O desenvolvimento cognitivo não está limitado ao contexto escolar, mas é nele, principalmente, que a criança entra em contato com o conhecimento sistematizado. Isto pode ter início na pré-escola, dependendo das funções que a ela sejam atribuídas.

Abramovay e Kramer (1985) discutem quatro funções da pré-escola, historicamente situadas. A "pré-escola guardiã", que cumpria exclusivamente a função de liberar as mães para o mercado de trabalho, atendendo apenas às necessidades de subsistência das crianças. A "pré-escola preparatória", que tinha por objetivo compensar as deficiências das crianças das classes populares, sua miséria, sua pobreza e a negligência de suas famílias, preparando-as para a alfabetização. A "pré-escola com objetivos em si mesma", que tinha por objetivo promover o desenvolvimento global e harmônico das crianças, mas que se isentava de estabelecer critérios mínimos de qualidade. E a "pré-escola com função pedagógica". Esta última concepção, defendida pelas autoras, considera que a pré-escola não visa, exclusivamente, à preparação para a alfabetização nos moldes tradicionais: ela "...toma a realidade e os conhecimentos infantis como ponto de partida e os amplia, através de atividades que têm um significado concreto para a vida das crianças e que, simultaneamente, asseguram a aquisição de novos conhecimentos" (p.35).

Dependendo de como se concebe a interação entre o processo de ensino-aprendizagem e o desenvolvimento, o professor da pré-escola pode assumir diferentes posturas na condução das atividades.

Vygotsky (1984) discute três concepções da interação entre o processo de ensino-aprendizagem e o desenvolvimento, relevantes para esta reflexão. A primeira postula que o desenvolvimento precede a aprendizagem. Neste caso, grande ênfase é dada ao desenvolvimento espontâneo, e o ensino só se mostra frutífero quando encontra, no sujeito, estruturas capazes de assimilá-lo. Segundo Vygotsky, concebido desta maneira, o ensino se dirige para o passado, para aquelas funções que já se encontram amadurecidas. A segunda concepção postula que desenvolvimento é aprendizado. Neste caso grande ênfase é dada ao procedimento de ensino, em detrimento da atividade do sujeito e do conhecimento prévio que este possui sobre o assunto. Segundo Vygotsky, ao identificar os dois processos, a própria compreensão da interação entre ambos fica prejudicada. Por último, a concepção defendida pelo autor é a de que o processo de ensino-aprendizagem precede o desenvolvimento, criando zonas de desenvolvimento proximal.
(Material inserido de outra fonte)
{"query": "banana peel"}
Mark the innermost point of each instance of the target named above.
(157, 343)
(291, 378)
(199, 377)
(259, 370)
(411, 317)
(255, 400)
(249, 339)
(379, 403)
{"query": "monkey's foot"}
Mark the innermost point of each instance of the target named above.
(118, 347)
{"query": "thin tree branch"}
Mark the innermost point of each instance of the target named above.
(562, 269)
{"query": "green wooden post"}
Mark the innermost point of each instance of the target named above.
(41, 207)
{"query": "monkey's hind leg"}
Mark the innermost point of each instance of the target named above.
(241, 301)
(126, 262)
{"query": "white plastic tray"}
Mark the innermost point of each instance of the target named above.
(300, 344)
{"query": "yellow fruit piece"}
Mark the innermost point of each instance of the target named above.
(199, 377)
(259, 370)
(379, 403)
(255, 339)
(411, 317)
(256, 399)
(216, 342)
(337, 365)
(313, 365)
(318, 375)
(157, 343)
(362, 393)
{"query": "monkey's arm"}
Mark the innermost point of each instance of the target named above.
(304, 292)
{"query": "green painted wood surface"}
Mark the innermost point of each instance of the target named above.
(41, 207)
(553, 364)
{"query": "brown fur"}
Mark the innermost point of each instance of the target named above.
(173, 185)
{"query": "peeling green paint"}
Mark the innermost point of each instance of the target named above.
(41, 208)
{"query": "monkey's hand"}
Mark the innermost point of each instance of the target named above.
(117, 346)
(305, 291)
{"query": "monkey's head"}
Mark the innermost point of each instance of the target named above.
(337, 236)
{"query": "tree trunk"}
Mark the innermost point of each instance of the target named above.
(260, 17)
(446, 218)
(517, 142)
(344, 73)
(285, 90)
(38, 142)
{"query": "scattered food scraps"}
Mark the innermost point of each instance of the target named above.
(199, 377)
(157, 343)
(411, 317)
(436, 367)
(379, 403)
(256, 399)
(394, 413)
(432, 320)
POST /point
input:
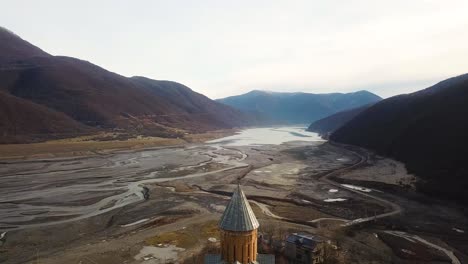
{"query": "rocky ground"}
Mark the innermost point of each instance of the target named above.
(162, 204)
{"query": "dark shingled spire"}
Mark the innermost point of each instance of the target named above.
(238, 215)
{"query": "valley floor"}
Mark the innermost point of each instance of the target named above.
(154, 205)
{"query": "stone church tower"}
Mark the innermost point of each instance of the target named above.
(238, 231)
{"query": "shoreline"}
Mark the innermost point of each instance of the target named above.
(82, 147)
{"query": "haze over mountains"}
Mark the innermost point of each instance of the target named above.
(42, 95)
(329, 124)
(297, 108)
(427, 130)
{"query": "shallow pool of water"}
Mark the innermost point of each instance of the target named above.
(268, 136)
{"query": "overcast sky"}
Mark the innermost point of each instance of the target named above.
(222, 48)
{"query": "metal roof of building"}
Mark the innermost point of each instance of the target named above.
(261, 259)
(238, 215)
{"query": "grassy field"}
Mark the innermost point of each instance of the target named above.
(98, 144)
(188, 237)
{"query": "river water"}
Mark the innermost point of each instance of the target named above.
(267, 136)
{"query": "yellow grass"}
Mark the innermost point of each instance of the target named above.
(91, 145)
(187, 238)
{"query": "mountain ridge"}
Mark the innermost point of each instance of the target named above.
(98, 99)
(426, 130)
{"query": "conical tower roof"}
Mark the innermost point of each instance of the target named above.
(238, 215)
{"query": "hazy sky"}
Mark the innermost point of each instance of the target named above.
(221, 48)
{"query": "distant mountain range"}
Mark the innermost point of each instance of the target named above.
(427, 130)
(329, 124)
(296, 108)
(43, 95)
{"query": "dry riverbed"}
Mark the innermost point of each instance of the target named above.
(162, 204)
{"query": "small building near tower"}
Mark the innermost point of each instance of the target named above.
(238, 227)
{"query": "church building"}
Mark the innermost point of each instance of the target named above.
(238, 227)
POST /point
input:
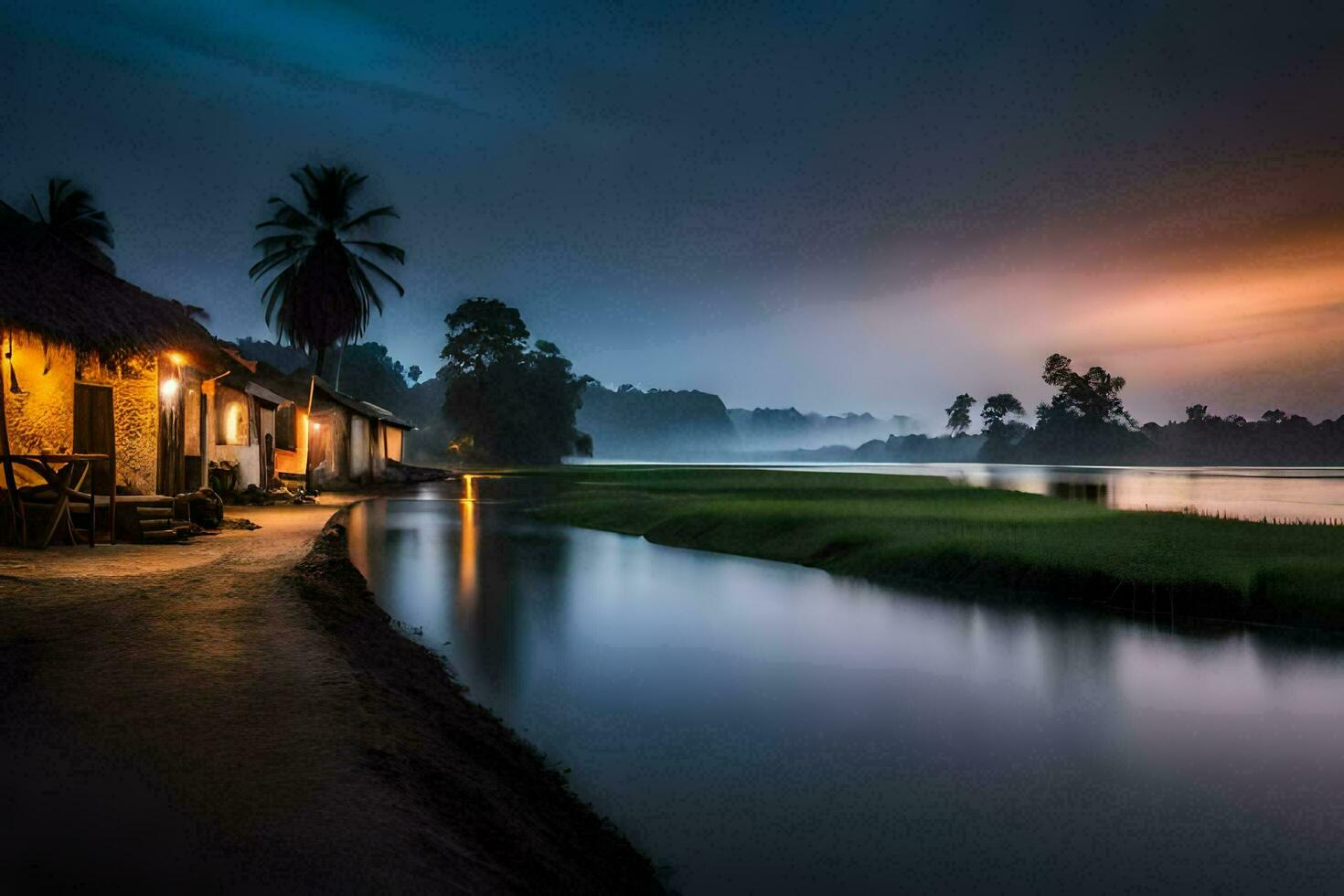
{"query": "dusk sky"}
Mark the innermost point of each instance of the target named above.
(832, 206)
A instrução escolar faz com que o nível de desenvolvimento potencial das crianças, alcançado com a ajuda do professor ou dos colegas, torne-se real. Ou seja, a interação social faz avançar o desenvolvimento. Neste caso, a instrução dirige-se para o futuro, para aquelas funções que estão em processo de amadurecimento.

A maneira como são organizadas as atividades escolares, seus conteúdos, procedimentos e duração, entre outros aspectos, também revelam concepções sobre a natureza dos conhecimentos em foco: o sistema de escrita alfabético; o sistema numérico decimal e os conceitos científicos elementares.
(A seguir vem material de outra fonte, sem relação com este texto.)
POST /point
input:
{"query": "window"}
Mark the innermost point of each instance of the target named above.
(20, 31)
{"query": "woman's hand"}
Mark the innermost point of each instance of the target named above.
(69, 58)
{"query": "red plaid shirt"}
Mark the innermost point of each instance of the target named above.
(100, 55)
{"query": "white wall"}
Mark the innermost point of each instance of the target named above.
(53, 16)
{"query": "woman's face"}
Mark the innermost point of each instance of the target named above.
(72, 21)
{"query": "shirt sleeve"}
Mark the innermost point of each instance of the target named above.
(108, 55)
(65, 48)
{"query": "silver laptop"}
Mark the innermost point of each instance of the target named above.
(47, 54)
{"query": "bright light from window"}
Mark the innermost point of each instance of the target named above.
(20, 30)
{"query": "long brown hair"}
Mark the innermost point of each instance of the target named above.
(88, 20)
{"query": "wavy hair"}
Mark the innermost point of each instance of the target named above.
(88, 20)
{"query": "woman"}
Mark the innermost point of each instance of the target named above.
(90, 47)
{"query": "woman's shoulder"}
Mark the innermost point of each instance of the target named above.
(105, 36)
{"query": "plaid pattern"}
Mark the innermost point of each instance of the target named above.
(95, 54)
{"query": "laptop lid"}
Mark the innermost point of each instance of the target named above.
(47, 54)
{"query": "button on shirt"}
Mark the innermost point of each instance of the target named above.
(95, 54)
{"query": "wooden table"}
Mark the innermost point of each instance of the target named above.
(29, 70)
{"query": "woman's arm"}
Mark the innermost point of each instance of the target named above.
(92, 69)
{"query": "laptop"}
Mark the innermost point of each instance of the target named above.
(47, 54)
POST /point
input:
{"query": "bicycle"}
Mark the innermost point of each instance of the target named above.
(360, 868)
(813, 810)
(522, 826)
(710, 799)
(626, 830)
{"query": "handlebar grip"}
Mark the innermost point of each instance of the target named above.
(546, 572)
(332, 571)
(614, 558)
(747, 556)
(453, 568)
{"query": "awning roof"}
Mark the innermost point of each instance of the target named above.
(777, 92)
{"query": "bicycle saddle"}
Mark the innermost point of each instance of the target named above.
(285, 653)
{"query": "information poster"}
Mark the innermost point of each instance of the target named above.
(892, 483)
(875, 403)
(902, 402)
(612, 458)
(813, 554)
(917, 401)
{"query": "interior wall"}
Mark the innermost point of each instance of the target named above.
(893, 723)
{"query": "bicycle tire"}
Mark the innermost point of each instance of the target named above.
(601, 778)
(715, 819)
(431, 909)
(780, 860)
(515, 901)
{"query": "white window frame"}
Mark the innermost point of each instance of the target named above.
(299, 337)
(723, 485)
Segundo Ferreiro (1986), a escrita pode ser concebida como código de transcrição ou como sistema de representação. Por um lado, quando a escrita é concebida como um código de transcrição das unidades sonoras em unidades gráficas, sua aprendizagem é vista como a aquisição de uma técnica. A ênfase é dada aos aspectos gráficos, isto é, à qualidade dos traços, distribuição espacial das formas, orientação predominante e orientação dos caracteres individuais. O ensino se dirige, então, para o exercício da discriminação perceptiva nas modalidades audiovisuais. Por outro lado, quando a escrita é concebida como sistema de representação da linguagem, sua aprendizagem é vista como a apropriação de um novo objeto de conhecimento, ou seja, como uma aprendizagem conceitual que tem um desenvolvimento próprio. É dada ênfase aos aspectos construtivos, isto é, àquilo que se quis representar e aos meios utilizados para criar diferenciações; sendo central que o aluno compreenda a natureza da representação.

O sistema numérico decimal é um sistema de representação e, como tal, seu ensino pode enfatizar os aspectos gráficos ou os aspectos construtivos (Ferreiro, 1986).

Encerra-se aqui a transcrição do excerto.